Prices are always high on the list, literally and figuratively; a day of tennis on Labor Day weekend cost $70; granted, you got nearly 12 hours of tennis for that price, but it’s still pricy, especially when you consider that the USTA adds a $5 service charge to every single ticket, even those sold to season subscribers (which adds up to more than $100 in service charges for those who buy tickets to every session—thank you, loyal fans). Concession prices are outrageous, though no more so than any other sporting venue. Beers in the $7 and up range; hot dogs around $4; various meals in the $10 range. This year’s U.S. Open cocktail, in a commemorative glass, would set you back $13. You can bring your own food, but if you’re going to be there all day, you don’t really want to lug around a bag and you can’t bring a cooler, so is a case of food poisoning worth saving the money? You decide.
You can take the subway to the tennis, but heading back after a night match, especially if you have to change trains (which, given that the 7 train runs from Flushing Meadows, is practically a given), guarantees a one hour plus journey. If you decide to drive, fork over $15 for parking.
Bad weather in the offing? You better show up anyway. It’s not uncommon to sit around for hours on end while the USTA decides whether to call a match, and the only way you get a refund or rain check is if no match is completed on the Ashe Court. They get one match in there (and they try their damndest to do so) and you’re out of luck: the session is considered complete, and you get one match for your money.
And what other sport puts its marquee players on when most people are going to bed? The Rafael Nadal/Mardy Fish match last week BEGAN at 11:30 pm—on a weeknight! Tough luck if you have to work; even on a regular night, the last match doesn’t usually begin until at least 9 pm.
The United States Tennis Association is as rapacious an organization as exists, yet the return for its rapacity is record crowds every year. And it’s not just the U.S. Open—I’ve attended tournaments in London, Washington, D.C., Miami, Toronto, and Montréal, and every single one is flooded with both locals and visitors who have planned a vacation around the event.
A tennis tournament is the very definition of a “boutique meet”; it never lasts for more than two weeks and often for less than that, and you’re guaranteed, at the larger tournaments, that the best players in the world are going to show up. And clearly, for this, fans are willing to come and to pay top dollar for the privilege of doing so.

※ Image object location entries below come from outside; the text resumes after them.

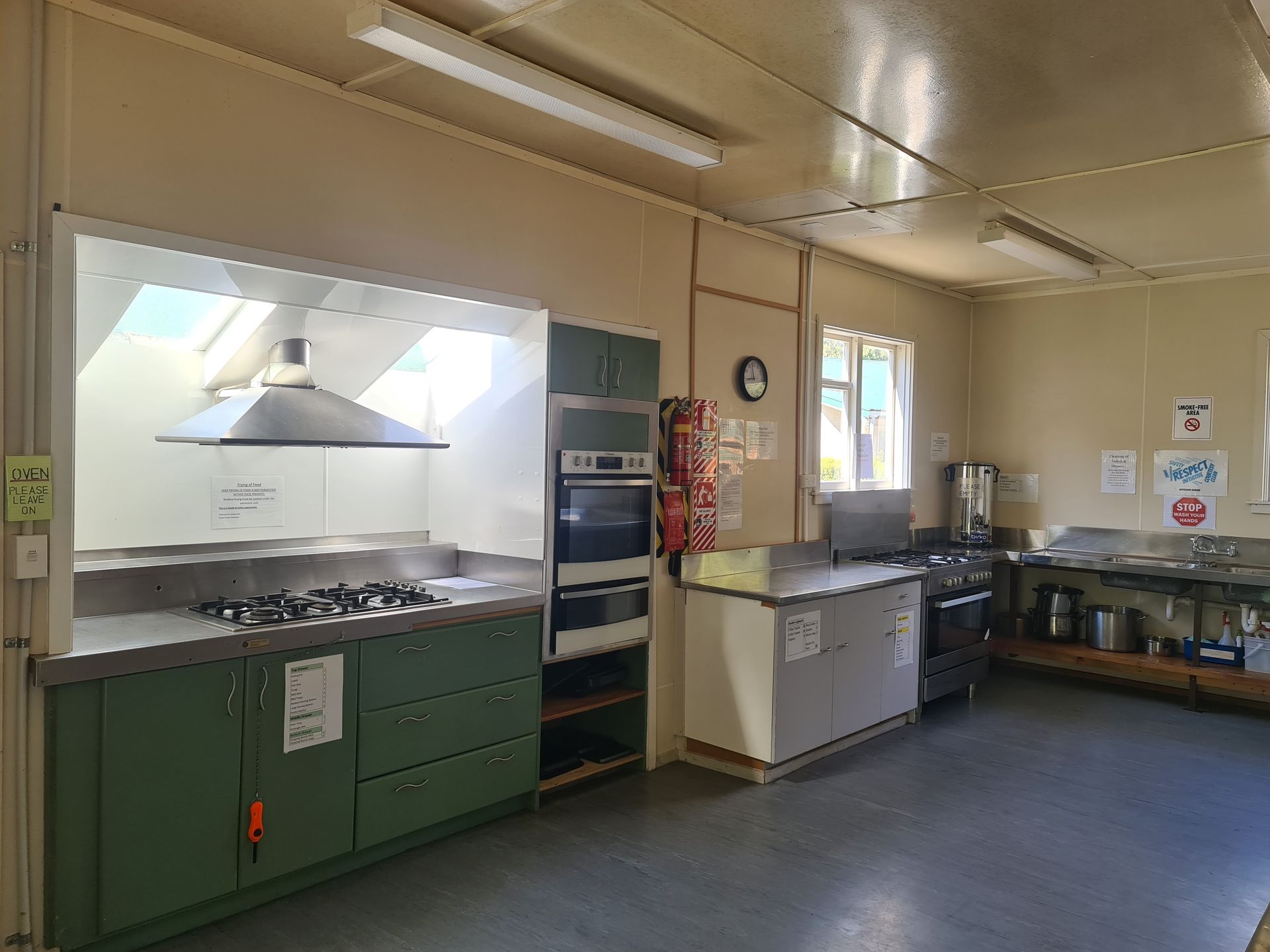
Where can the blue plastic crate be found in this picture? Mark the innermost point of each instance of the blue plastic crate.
(1216, 653)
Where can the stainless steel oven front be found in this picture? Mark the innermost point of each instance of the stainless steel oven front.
(603, 524)
(956, 640)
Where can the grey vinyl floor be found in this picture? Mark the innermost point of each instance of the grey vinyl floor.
(1047, 814)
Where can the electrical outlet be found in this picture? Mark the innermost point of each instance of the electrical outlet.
(28, 556)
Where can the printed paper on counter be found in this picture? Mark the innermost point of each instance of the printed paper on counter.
(802, 635)
(730, 503)
(904, 639)
(248, 502)
(760, 440)
(939, 447)
(314, 702)
(1191, 512)
(1121, 471)
(1193, 418)
(732, 446)
(1017, 488)
(1179, 471)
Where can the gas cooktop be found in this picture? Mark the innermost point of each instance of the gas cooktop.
(287, 606)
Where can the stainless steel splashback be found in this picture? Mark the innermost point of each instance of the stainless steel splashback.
(869, 521)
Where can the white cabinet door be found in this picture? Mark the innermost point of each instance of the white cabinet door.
(804, 677)
(901, 660)
(857, 648)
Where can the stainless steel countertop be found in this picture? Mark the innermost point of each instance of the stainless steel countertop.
(1222, 573)
(803, 583)
(143, 641)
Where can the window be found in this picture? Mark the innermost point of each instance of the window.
(865, 407)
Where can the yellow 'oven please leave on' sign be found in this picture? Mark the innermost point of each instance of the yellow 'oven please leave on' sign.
(28, 488)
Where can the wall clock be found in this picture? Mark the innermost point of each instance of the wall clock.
(752, 379)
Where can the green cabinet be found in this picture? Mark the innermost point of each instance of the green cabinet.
(169, 777)
(597, 364)
(308, 791)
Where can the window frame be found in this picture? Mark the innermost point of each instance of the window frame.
(900, 409)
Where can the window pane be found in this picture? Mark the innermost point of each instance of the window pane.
(833, 360)
(836, 438)
(876, 386)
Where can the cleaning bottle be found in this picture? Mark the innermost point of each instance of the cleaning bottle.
(1227, 640)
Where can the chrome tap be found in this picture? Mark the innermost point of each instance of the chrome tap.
(1206, 545)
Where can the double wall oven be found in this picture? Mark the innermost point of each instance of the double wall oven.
(603, 488)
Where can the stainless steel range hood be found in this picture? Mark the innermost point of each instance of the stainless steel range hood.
(284, 408)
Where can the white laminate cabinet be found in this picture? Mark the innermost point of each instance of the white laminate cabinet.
(777, 682)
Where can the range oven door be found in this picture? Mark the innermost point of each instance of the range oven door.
(956, 629)
(603, 530)
(599, 616)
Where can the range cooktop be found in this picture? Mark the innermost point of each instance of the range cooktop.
(287, 606)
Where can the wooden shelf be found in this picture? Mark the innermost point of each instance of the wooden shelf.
(1078, 655)
(556, 707)
(585, 772)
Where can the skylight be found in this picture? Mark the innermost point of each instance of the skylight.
(175, 317)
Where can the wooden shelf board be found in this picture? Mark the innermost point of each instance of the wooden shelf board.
(558, 707)
(1162, 670)
(585, 772)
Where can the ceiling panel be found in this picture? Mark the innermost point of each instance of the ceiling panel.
(943, 248)
(310, 34)
(1001, 91)
(1206, 207)
(777, 141)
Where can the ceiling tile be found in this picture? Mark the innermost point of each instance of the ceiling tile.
(1001, 91)
(777, 141)
(312, 34)
(943, 248)
(1203, 208)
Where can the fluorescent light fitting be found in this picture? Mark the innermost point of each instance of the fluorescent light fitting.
(1038, 254)
(478, 63)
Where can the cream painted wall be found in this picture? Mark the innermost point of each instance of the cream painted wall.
(940, 329)
(1056, 380)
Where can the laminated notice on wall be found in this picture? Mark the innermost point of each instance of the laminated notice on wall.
(248, 502)
(802, 635)
(904, 639)
(732, 446)
(760, 440)
(314, 711)
(730, 503)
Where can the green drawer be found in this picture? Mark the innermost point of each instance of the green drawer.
(403, 668)
(409, 800)
(396, 738)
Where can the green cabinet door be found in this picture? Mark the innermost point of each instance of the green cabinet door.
(306, 791)
(633, 367)
(578, 361)
(171, 753)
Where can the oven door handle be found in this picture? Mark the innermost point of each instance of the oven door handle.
(603, 484)
(601, 593)
(966, 601)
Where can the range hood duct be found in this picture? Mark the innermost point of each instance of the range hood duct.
(284, 408)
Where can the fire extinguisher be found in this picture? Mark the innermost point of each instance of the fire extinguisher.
(681, 446)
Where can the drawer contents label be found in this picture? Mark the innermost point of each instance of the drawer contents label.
(316, 702)
(904, 639)
(802, 635)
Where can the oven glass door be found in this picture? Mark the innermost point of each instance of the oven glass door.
(956, 629)
(583, 619)
(603, 530)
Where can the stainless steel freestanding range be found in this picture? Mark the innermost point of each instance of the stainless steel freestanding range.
(601, 531)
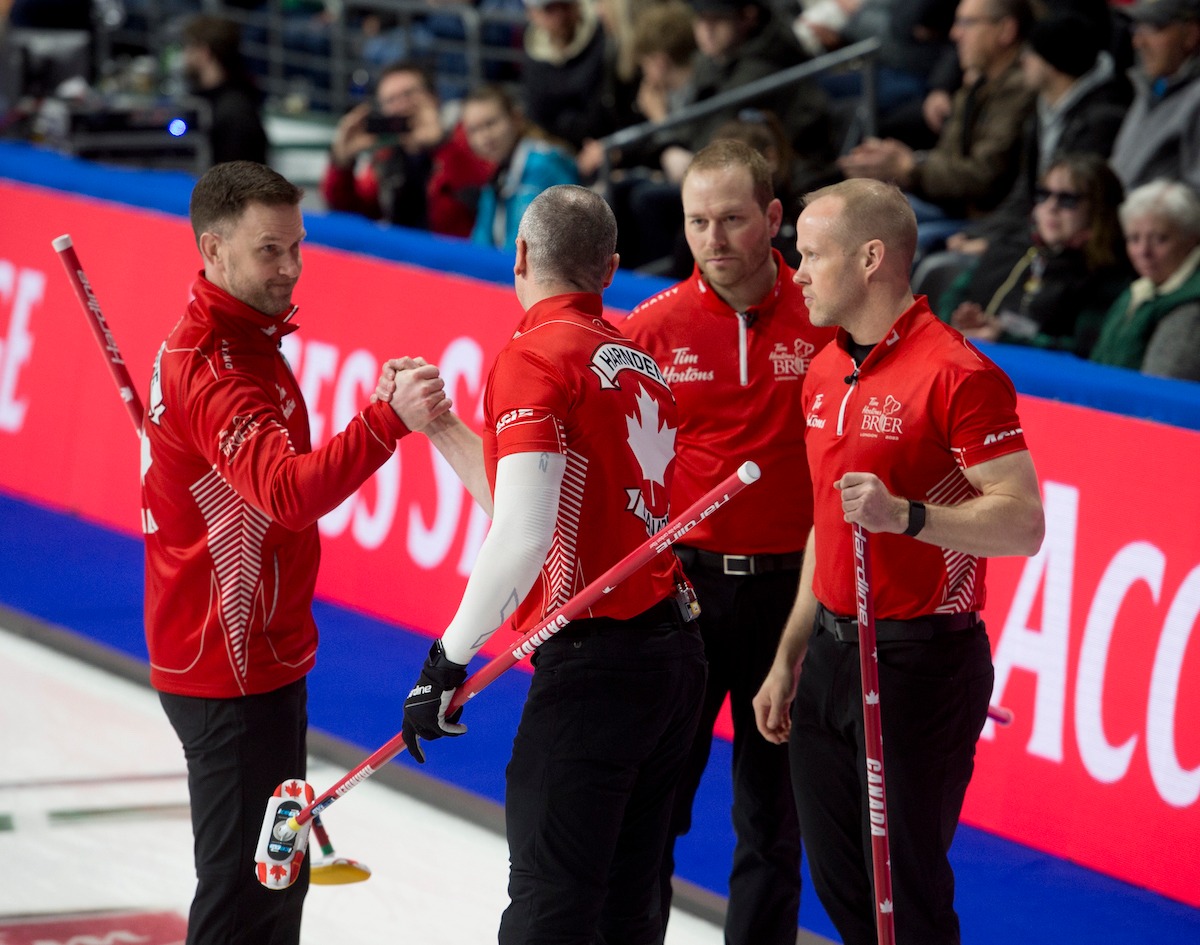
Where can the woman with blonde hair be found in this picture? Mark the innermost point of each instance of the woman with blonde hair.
(527, 162)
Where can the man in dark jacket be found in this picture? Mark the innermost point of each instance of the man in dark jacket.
(975, 162)
(563, 70)
(215, 71)
(1081, 101)
(743, 41)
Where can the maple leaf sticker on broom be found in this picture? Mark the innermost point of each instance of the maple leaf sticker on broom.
(653, 443)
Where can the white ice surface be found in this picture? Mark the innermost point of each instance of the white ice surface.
(63, 721)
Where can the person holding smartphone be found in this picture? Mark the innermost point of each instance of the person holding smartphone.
(397, 160)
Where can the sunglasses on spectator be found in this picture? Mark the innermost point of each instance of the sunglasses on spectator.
(1066, 199)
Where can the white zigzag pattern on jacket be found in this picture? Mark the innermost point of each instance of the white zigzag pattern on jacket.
(235, 542)
(563, 553)
(961, 570)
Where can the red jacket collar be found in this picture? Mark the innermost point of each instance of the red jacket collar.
(912, 320)
(587, 306)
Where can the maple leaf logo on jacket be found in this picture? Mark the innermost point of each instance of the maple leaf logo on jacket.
(653, 443)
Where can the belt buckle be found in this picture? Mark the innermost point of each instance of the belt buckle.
(731, 563)
(845, 630)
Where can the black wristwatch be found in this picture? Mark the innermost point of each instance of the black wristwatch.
(916, 518)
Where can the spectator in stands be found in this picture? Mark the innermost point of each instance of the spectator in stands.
(913, 35)
(763, 132)
(216, 72)
(527, 161)
(739, 42)
(622, 79)
(1161, 136)
(563, 70)
(1155, 325)
(975, 162)
(643, 187)
(423, 175)
(1055, 290)
(1080, 106)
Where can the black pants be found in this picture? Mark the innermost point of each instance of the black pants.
(741, 620)
(238, 752)
(933, 704)
(610, 715)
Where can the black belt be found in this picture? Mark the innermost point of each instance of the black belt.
(845, 629)
(738, 564)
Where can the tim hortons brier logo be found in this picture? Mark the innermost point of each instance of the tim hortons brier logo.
(813, 420)
(791, 363)
(882, 420)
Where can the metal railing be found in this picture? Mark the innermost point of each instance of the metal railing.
(305, 64)
(862, 122)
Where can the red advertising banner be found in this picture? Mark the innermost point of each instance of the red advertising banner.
(1097, 654)
(1095, 638)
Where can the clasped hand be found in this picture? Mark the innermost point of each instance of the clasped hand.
(415, 391)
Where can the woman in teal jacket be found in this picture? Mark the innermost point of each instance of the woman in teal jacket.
(1155, 325)
(526, 158)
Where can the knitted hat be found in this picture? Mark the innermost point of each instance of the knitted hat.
(1067, 41)
(1162, 12)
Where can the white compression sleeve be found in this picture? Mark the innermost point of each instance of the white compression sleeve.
(526, 507)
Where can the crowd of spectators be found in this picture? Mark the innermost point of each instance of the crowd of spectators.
(1001, 119)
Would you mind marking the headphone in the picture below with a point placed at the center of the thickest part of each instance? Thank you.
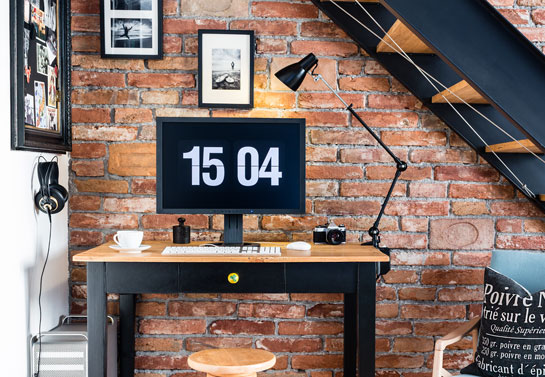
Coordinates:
(51, 197)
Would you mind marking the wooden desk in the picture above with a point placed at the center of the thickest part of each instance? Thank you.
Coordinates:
(348, 269)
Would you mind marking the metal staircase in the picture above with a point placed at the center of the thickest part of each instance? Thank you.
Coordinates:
(480, 56)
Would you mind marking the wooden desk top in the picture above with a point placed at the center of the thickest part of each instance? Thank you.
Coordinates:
(318, 253)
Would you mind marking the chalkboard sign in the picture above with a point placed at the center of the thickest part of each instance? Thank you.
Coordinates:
(39, 75)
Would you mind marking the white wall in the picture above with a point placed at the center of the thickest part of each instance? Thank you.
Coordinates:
(24, 239)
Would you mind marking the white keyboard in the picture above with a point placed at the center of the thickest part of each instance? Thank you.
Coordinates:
(222, 250)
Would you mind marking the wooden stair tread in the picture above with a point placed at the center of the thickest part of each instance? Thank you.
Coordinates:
(405, 38)
(463, 90)
(513, 147)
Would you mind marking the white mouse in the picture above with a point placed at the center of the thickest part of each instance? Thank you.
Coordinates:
(299, 245)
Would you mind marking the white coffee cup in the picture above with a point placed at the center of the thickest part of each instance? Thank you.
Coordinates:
(129, 239)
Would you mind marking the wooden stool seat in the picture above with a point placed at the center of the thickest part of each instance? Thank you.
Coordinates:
(231, 362)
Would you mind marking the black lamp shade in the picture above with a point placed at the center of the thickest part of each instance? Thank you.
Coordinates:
(293, 75)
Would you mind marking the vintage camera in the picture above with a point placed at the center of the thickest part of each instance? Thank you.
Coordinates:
(329, 233)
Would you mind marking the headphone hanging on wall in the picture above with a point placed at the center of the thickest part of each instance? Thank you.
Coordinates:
(51, 197)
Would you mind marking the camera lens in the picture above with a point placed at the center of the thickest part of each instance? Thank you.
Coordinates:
(334, 237)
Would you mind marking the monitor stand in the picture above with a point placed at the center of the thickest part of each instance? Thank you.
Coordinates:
(232, 231)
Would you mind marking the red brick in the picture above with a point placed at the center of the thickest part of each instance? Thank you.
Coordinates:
(84, 203)
(92, 168)
(466, 173)
(520, 242)
(417, 208)
(481, 191)
(387, 172)
(199, 344)
(417, 294)
(104, 133)
(85, 238)
(452, 277)
(324, 48)
(88, 150)
(161, 80)
(158, 344)
(472, 259)
(289, 344)
(261, 310)
(230, 327)
(129, 204)
(168, 326)
(102, 79)
(364, 84)
(433, 311)
(343, 207)
(103, 221)
(284, 10)
(334, 172)
(160, 362)
(401, 276)
(201, 309)
(389, 101)
(328, 100)
(90, 115)
(413, 344)
(326, 310)
(443, 156)
(341, 137)
(414, 138)
(399, 361)
(143, 186)
(316, 361)
(320, 29)
(456, 234)
(265, 27)
(350, 67)
(310, 328)
(460, 294)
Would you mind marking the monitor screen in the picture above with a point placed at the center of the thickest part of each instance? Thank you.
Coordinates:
(230, 165)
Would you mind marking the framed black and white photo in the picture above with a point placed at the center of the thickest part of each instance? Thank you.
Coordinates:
(226, 68)
(131, 29)
(40, 73)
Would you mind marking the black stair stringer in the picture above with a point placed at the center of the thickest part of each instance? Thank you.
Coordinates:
(524, 166)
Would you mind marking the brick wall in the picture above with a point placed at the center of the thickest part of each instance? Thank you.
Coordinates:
(448, 212)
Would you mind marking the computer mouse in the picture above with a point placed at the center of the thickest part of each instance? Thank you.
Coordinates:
(299, 245)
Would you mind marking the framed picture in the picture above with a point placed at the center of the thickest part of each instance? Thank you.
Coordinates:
(131, 29)
(40, 73)
(226, 68)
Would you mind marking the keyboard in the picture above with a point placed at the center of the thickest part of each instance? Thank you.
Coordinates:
(222, 250)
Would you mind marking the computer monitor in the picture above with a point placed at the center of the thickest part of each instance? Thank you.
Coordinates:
(231, 166)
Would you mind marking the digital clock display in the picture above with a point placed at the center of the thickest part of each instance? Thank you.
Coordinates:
(230, 166)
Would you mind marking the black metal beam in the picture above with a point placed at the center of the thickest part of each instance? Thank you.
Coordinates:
(487, 51)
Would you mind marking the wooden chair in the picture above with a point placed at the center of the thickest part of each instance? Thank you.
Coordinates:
(231, 362)
(524, 267)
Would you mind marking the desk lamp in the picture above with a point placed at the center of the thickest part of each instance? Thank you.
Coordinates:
(292, 76)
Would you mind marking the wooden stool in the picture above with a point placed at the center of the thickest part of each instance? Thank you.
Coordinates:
(231, 362)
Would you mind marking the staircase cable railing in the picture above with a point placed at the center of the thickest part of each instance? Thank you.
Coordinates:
(430, 78)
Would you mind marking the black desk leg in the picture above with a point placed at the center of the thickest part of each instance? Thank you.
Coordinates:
(350, 334)
(126, 335)
(96, 319)
(366, 319)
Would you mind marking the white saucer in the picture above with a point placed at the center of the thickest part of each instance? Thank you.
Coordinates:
(133, 250)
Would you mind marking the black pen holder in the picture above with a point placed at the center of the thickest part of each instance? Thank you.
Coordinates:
(181, 233)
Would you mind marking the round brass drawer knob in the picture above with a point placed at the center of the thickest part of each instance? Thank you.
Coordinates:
(233, 278)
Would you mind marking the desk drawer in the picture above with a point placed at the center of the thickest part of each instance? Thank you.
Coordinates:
(252, 278)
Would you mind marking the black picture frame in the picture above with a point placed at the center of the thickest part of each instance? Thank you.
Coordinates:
(206, 74)
(106, 17)
(26, 137)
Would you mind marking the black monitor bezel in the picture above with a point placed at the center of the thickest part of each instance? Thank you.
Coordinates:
(160, 121)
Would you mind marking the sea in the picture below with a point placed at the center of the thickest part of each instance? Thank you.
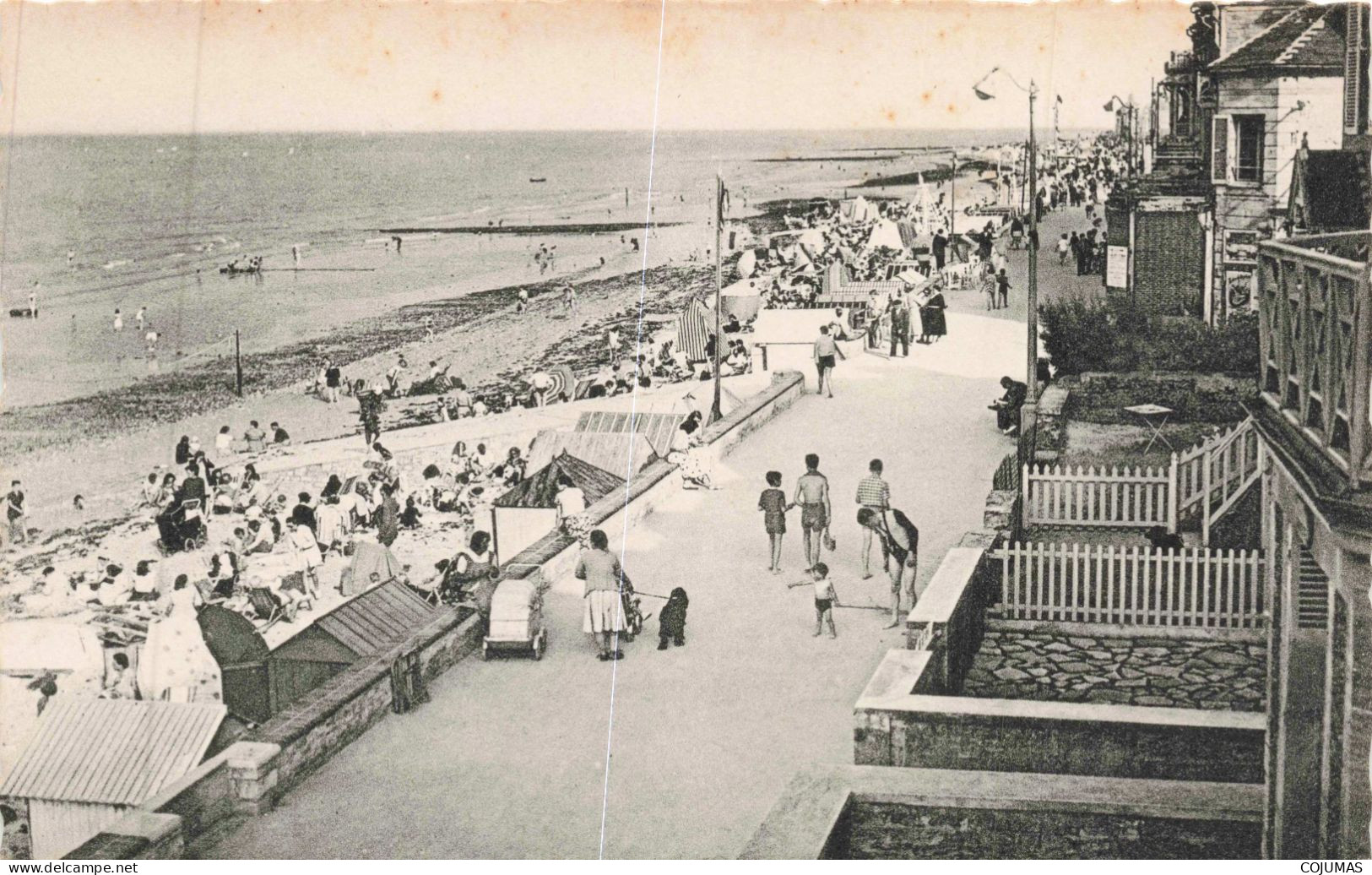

By contrast, racing offers as much, if not more, in the way of sporting satisfaction. For less than $10, you get entrance, parking, and a program; for an additional $20 (or less), you can bring lunch and a six-pack to keep you refreshed during the day. You get five or six hours of entertainment for your investment, and unlike tennis, you also get the possibility of walking out with more money than you walked in with. If it rains, play continues.
Several of the comments on yesterday’s post about boutique meets stressed the “less is more” model, but the popularity of tennis has got to be due to more than that. What would it take, do you think, for one of those USTA marketing guys to get hired by the NTRA?